The original title may be conjectured to have been:

'Σχεδιάσματα. Brief Lives, part ii.,'

and it possibly contained some letters, like those in the preceding volume, which made Wood think it was given to him.

On fol. 1, is a note describing the make-up of the volume:—

'Aubrey's Lives: fragments of part ii.—These scattered fragments collected and arranged by E. M. Sep. 1792.' A note (in Dr. Philip Bliss's hand?) says that E. M. is Edmund Malone.

In this, as in the other Aubrey MSS., Dr. Bliss has made several slight notes, both in pencil and ink, with a view to his edition.

The mutilation of the MS. was the crime of Anthony Wood, to whom it had been sent. Two conjectures may be hazarded—either that Wood did this in order to paste the cuttings into his rough copy of his projected Athenae, and so save transcription; or, more probably, that he was so thoroughly alarmed by the threat of Lord Clarendon's prosecution of himself (Clark's Wood's Life and Times, iv. 1-46), that he destroyed the papers containing Aubrey's sharp reflections on various prominent personages[26]. But whatever the pretext, Aubrey was, naturally, very grieved at his unjustifiable conduct. In a letter to Wood, dated Sept. 2, 1694 (MS. Ballard 14, fol. 155), he writes:—

'You have cutt out a matter of 40 pages out of one of my volumnes, as also the index.
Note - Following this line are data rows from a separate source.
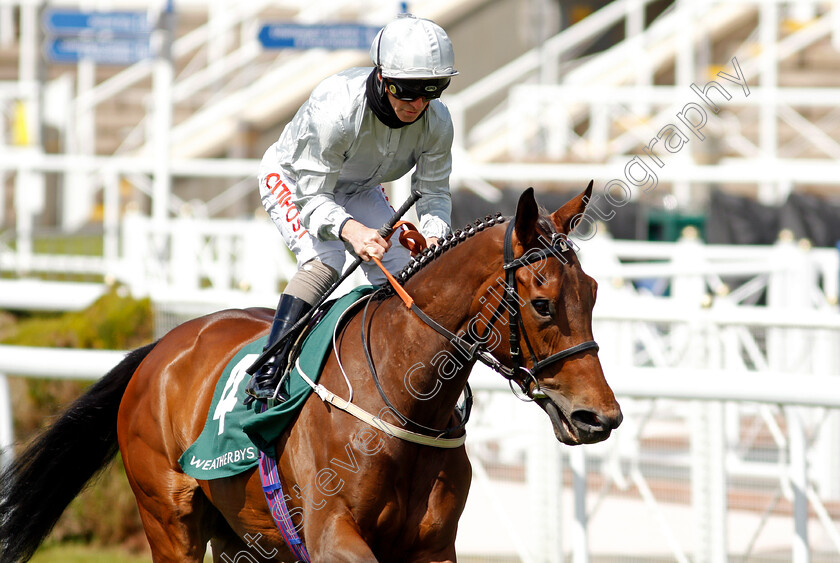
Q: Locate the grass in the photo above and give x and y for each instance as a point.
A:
(63, 553)
(71, 553)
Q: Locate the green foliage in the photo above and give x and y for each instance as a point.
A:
(115, 321)
(105, 513)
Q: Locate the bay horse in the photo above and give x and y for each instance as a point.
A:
(385, 499)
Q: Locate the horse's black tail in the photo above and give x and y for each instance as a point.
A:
(53, 470)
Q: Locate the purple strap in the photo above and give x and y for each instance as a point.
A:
(277, 505)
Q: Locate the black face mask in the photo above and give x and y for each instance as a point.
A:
(377, 99)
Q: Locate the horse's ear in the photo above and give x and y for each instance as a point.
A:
(564, 218)
(527, 215)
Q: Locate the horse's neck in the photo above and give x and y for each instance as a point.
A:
(445, 290)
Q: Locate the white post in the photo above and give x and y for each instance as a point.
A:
(799, 485)
(162, 79)
(544, 481)
(580, 537)
(111, 222)
(768, 127)
(78, 184)
(7, 25)
(6, 428)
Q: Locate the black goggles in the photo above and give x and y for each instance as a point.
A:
(409, 90)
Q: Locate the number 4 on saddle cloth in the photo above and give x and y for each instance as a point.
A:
(234, 434)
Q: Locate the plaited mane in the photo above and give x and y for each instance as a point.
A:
(449, 241)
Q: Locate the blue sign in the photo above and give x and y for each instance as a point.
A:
(74, 22)
(331, 36)
(102, 51)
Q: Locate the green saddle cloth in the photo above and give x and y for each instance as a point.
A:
(234, 434)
Was ever any body so unkind?—And I remember you told me comeing from Hedington that there were some things in it that "would cutt my throat." I thought you so deare a friend that I might have entrusted my life in your hands and now your unkindnes doth almost break my heart.'

When Aubrey had the volume back in his own hands, he wrote in it[27] the following censure:—

'Ingratitude! This part the second Mr. Wood haz gelded from page [1] to page [44] and other pages[28] too are wanting wherein are contained trueths, but such as I entrusted nobody with the sight of but himselfe (whom I thought I might have entrusted with my life). There are severall papers that may cutt my throate. I find too late Memento diffidere was a saying worthy one of the sages. He hath also embezill'd the index of it—quod N. B. It was stitch't up when I sent it to him.